Andrea Carandini «L’archeologo deve saper raccontare»
«Ok la riforma Franceschini ma in Italia ancora oggi c’è tanto radicalismo codino»
Un intervento a tema libero — s’intitola «I miei primi ottant’anni! Bilancio di un archeologo» — per un signore come Andrea Carandini accendono mille curiosità: archeologo di chiara fama, già Presidente del Consiglio Superiore dei Beni Culturali (si è dimesso durante l’era Bondi per mancanza di fondi) oggi è presidente del Fai. Ha usato bisturi, badili e carriole e poi dietro una scrivania ha provato a disegnare strategie per la valorizzazione di chi come lui riportava alla luce pezzi di storia nelle regioni del nostro Paese. E ora racconterà tutto questo al salone di archeologia e turismo culturale «TourismA», domani alle 14,15, al Palazzo dei Congressi di Firenze.
Professore, lei ha ricoperto vari incarichi ma la sua formazione è quella di un archeologo. Può dirmi perché è così difficile che i siti archeologici italiani vengano raccontati bene e dunque apprezzati? A parte il caso Pompei l’Italia in questo ambito non sembra molto apprezzata...
«Credo che gli archeologi non abbiamo una grande capacità di comunicazione. Il livello generale di chi amministra le collezioni storiche è alto per quanto riguarda tutela e ricerca, non sulla comunicazione. Ma vede sono due mestieri diversi. Per dire un bravo archeologo se scava può essere anche muto. Ma se deve offrire poi i risultati delle sue ricerche al pubblico deve amarlo il pubblico e senza snobismi invogliarlo a visitare quei luoghi. Deve provare piacere nel raccontare, come capita a me».
Tutela e valorizzazione: i due temi su cui si dibatte da tempo ancor di più da quando è in vigore la riforma Franceschini...
«Sì, una riforma che ha molti elementi positivi: ha messo in evidenza il ruolo dello Stato nella valorizzazione, oltre che nella tutela, come prescrive anche la Costituzione. Franceschini, ha fatto bene a unificare le Soprintendenze (storica, archeologica e artistica) cosa che io avevo proposto negli anni Settanta. E ha fatto altrettanto bene a far partire negli uffici del ministero dei settori preposti proprio alla valorizzazione. Anche al Fai ci siano mossi in questa direzione operando una tripartizione degli impegni. C’è chi si occupa di Restauro e Conservazione, chi di Valorizzazione chi di Gestione e Sviluppo. Ed è giusto così, il problema è che l’Italia è piena di radicalisti codini, ce n’è tanti anche nella sinistra, che frenano e guardando al passato. Ma sa cosa le dico?».
No...
«Chiunque vinca le elezioni io mi batterò perché si vada avanti nella direzione tracciata.
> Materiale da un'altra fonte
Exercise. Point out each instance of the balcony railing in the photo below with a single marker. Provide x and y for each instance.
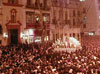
(34, 6)
(37, 25)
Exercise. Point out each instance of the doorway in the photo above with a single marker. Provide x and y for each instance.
(13, 36)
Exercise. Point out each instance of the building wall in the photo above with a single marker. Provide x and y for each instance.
(92, 16)
(61, 12)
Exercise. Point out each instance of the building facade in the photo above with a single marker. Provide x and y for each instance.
(30, 20)
(91, 17)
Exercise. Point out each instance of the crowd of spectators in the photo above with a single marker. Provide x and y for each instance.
(35, 59)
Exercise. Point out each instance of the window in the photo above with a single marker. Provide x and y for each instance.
(0, 3)
(28, 2)
(30, 18)
(45, 3)
(82, 0)
(13, 1)
(66, 15)
(84, 10)
(74, 13)
(98, 1)
(99, 7)
(78, 13)
(73, 34)
(99, 18)
(74, 22)
(0, 29)
(13, 15)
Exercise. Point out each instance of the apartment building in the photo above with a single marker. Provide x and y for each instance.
(29, 20)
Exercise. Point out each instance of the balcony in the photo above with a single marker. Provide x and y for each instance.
(10, 4)
(37, 26)
(35, 6)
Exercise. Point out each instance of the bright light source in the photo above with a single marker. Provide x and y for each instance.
(74, 41)
(82, 0)
(5, 35)
(91, 33)
(30, 31)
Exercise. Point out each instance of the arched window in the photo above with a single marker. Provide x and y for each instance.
(0, 29)
(13, 15)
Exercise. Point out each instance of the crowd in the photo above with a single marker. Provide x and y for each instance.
(35, 59)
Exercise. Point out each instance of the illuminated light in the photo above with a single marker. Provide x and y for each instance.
(82, 0)
(30, 31)
(91, 33)
(5, 35)
(46, 38)
(45, 18)
(21, 35)
(53, 70)
(74, 42)
(95, 57)
(99, 18)
(38, 39)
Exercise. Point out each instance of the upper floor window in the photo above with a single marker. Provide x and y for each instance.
(82, 0)
(98, 1)
(13, 1)
(30, 19)
(0, 29)
(0, 2)
(28, 2)
(99, 18)
(13, 15)
(74, 13)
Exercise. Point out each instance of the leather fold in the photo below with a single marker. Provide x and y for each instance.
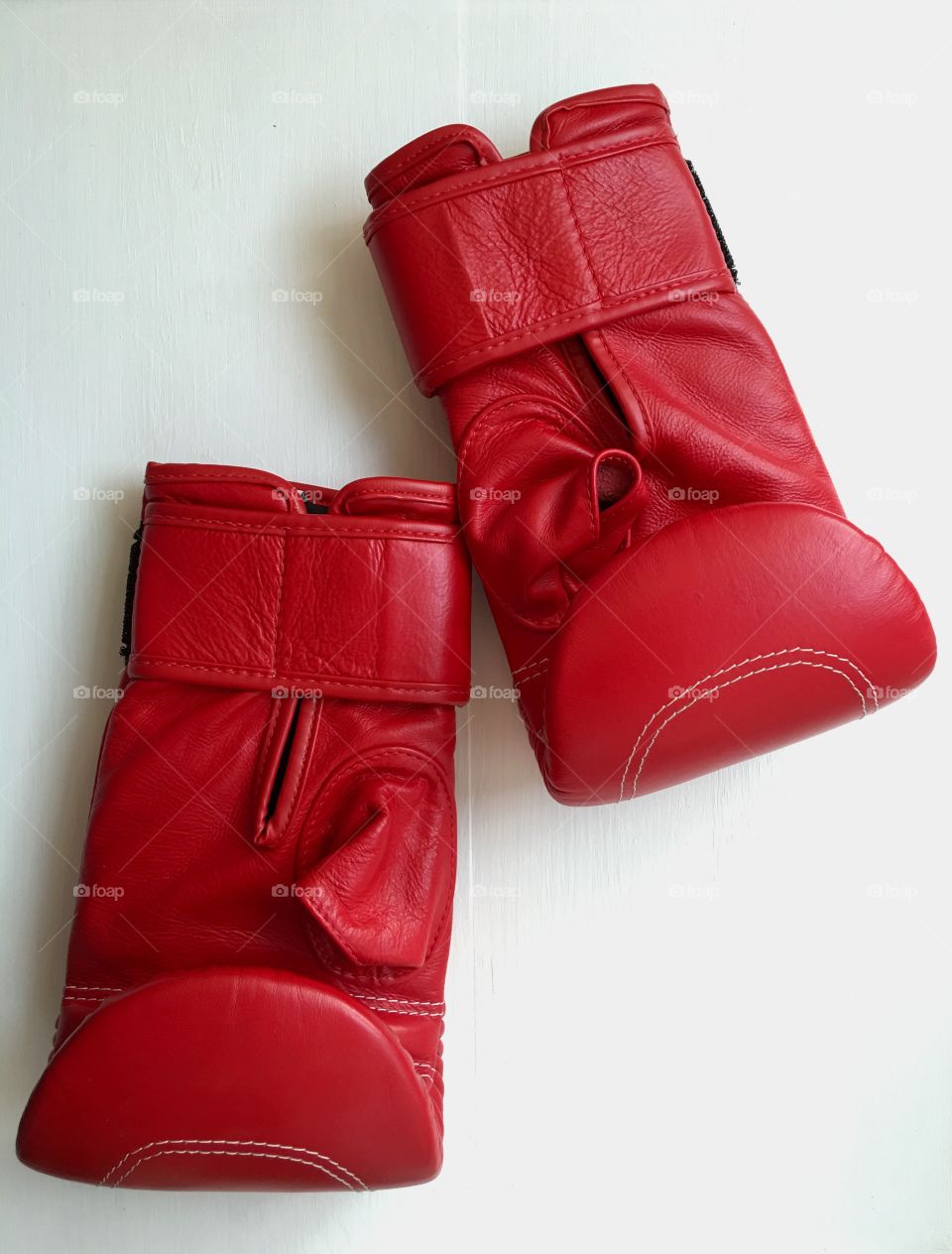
(231, 1078)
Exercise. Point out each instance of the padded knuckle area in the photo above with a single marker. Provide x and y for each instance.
(232, 1078)
(806, 625)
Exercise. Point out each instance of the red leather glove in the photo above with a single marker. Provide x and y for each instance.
(255, 982)
(664, 556)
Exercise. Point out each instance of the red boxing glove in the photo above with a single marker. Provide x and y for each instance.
(255, 982)
(661, 546)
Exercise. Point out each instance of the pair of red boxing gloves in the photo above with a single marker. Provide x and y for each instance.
(256, 967)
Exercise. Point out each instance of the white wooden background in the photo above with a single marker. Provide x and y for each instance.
(715, 1020)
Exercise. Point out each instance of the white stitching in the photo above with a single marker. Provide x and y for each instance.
(264, 1145)
(734, 666)
(233, 1154)
(402, 1001)
(93, 988)
(394, 1010)
(531, 666)
(763, 670)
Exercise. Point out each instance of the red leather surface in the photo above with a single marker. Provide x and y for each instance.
(641, 493)
(255, 981)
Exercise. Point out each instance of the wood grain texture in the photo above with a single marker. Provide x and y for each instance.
(715, 1020)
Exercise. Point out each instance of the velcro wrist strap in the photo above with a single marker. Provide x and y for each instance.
(496, 261)
(337, 606)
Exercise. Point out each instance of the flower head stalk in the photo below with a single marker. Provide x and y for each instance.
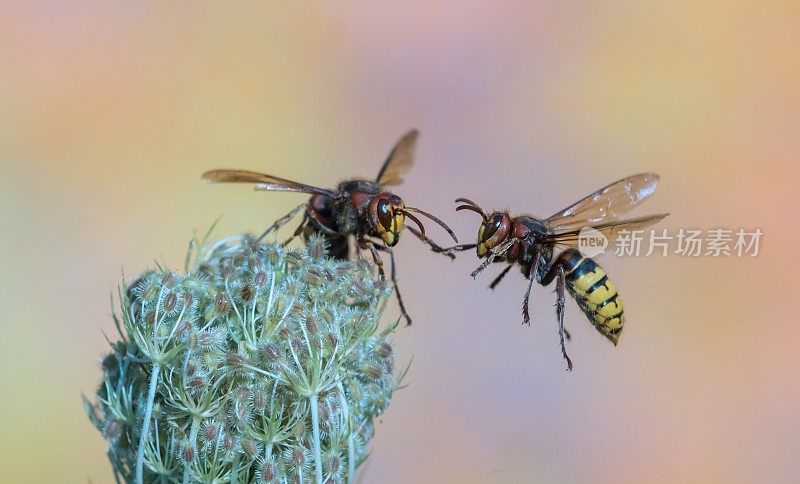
(258, 364)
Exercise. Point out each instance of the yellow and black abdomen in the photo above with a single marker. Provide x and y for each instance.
(595, 294)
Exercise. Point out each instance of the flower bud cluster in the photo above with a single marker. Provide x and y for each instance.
(260, 364)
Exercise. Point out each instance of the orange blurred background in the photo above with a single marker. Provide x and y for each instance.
(110, 112)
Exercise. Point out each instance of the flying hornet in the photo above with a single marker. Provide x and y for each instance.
(356, 208)
(545, 250)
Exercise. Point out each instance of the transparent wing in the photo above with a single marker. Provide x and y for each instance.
(570, 237)
(399, 161)
(606, 204)
(262, 181)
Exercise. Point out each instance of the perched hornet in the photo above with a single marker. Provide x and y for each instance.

Le faccio un esempio: si è tanto denigrata la scelta del direttore della Reggia di Caserta di ospitare nella bellissima residenza dei Borbone dei matrimoni. Secondo me i matrimoni vanno fatti a Caserta, magari evitando di usare il salone d’ingresso. Ma vede in questo genere di modalità di valorizzazione siamo giovani. Impareremo a fare le cose per bene e con gusto».
Quindi non è contrario neanche alle sfilate a Palazzo Pitti, come quella di Gucci...
«Non l’ho vista e dunque non ho un’opinione in merito. Ma in linea di principio non sono contrario. Che un’arte moderna e in movimento come la moda incontri quella statica museale mi sembra una cosa corretta».
Senta il Fai, che lei presiede, ha eletto il Castello di Sammezzano come luogo del cuore del 2017 e per questo ha raccolto 54 mila euro da destinare alla sua valorizzazione. Ma il trasferimento dei fondi è stato bloccato in attesa che se ne chiarisca la proprietà e ci sia un interlocutore capace di gestirli. Può darci delle novità?
«Nulla di nuovo. Se non che, anche se siamo stati bloccati dall’incertezza della sua condizione, non molliamo, la nostra erogazione è solo rimandata non revocata».
Un’ultima richiesta. Può consigliare ai lettori qualche sito archeologico toscano poco conosciuto da visitare?
«Premesso che l’Italia è tutta bella e da scoprire e che io consiglierei di non seguire i consigli di nessuno, ma di recuperare il gusto del vagabondaggio certo che qualunque territorio offra luoghi straordinari, un mio luogo del cuore c’è. È il sito archeologico di Ansedonia. Di bellezza notevolissima ospita parte delle mura della vecchia colonia romana del 273 a.C all’interno di una natura altrettanto bella. Inoltre nel retroterra ci sono ancora i reperti delle ville di signori tardo repubblicani. Gli scavi che hanno portato alla scoperta di una queste, la cosiddetta Villa Settefinestre, incastonata in un paesaggio esemplare, li ho condotti io».
Il caso Sammezzano È luogo del cuore del Fai, ma l’incertezza ha bloccato tutto.